Objectives: Smoking plays an important role in oral cancer development; however, the molecular carcinogenesis mechanism in oral mucosa is not well understood. The aim of this study was to examine and compare the levels of p65 nuclear factor κB (NF-κB), p38 mitogen-activated protein kinase (MAPK), and inducible nitric oxide synthase (iNOS) expressions between oral mucosa of nonsmoker and smoker volunteers.
Methods: Oral cheek mucosa was collected from 78 volunteers. Smokers were divided into 2 subgroups: light smokers (<40 pack years) and heavy smokers (≥40 pack years). Paraffinized tissue immunochemistry was carried out for p65 NF-κB, p38 MAPK, and iNOS expression with specific antibodies. Results were evaluated based on diffuseness and intensity of staining.

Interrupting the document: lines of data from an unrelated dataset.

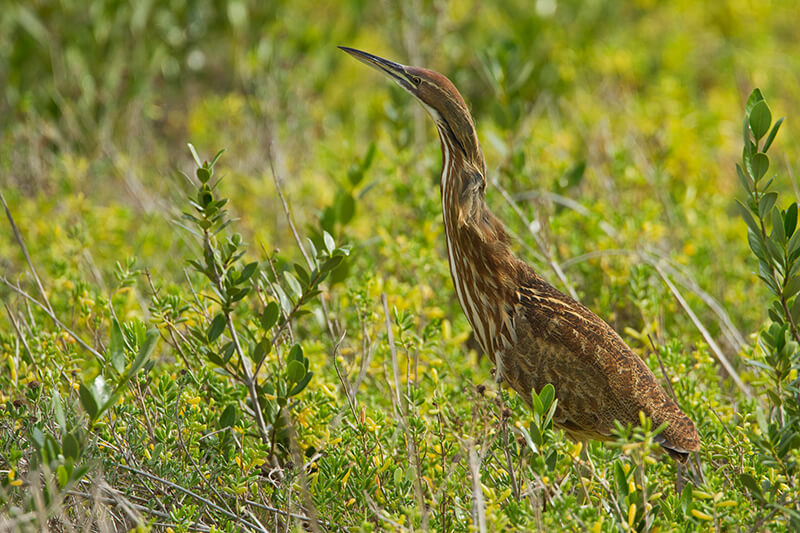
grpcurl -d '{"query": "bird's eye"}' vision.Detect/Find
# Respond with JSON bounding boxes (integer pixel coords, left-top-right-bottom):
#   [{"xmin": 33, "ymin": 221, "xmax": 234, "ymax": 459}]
[{"xmin": 412, "ymin": 76, "xmax": 422, "ymax": 85}]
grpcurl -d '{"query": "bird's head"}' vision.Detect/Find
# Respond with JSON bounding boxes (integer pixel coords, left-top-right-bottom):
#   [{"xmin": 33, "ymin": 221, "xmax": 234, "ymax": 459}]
[{"xmin": 339, "ymin": 46, "xmax": 483, "ymax": 169}]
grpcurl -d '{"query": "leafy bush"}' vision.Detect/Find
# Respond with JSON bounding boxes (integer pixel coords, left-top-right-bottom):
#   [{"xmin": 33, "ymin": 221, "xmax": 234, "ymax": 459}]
[{"xmin": 736, "ymin": 89, "xmax": 800, "ymax": 529}]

Results: Group 1 composed of 40 nonsmokers: 52.5% were female and 47.5% were male, with a mean age of 46.4 years. Group 2 composed of 38 smokers (20 light smokers, 18 heavy smokers): 39.5% were female and 60.5% were male, with a mean age of 48.9 years. Total immunohistochemical staining scores of smokers were significantly higher compared with those of nonsmokers in p65 NF-κB, p38 MAPK, and iNOS expression (P < 0.001). The highest p65 NF-κB, p38 MAPK, and iNOS expression levels were detected in the oral mucosa of heavy smokers. The expression of iNOS and p65 NF-κB in heavy smokers was significantly higher compared to that in light smokers (P < 0.01 and P < 0.05, respectively). Although p38 MAPK expressions were higher in heavy smokers compared with light smokers, the difference was not statistically significant (P > 0.05).
Conclusions: Our results show for the first time the significant increase in the expression of p65 NF-κB and p38 MAPK in the oral mucosa of smokers. Levels of p65 NF-κB, p38 MAPK, and iNOS expression in the oral mucosa of smokers were related to the number of pack years.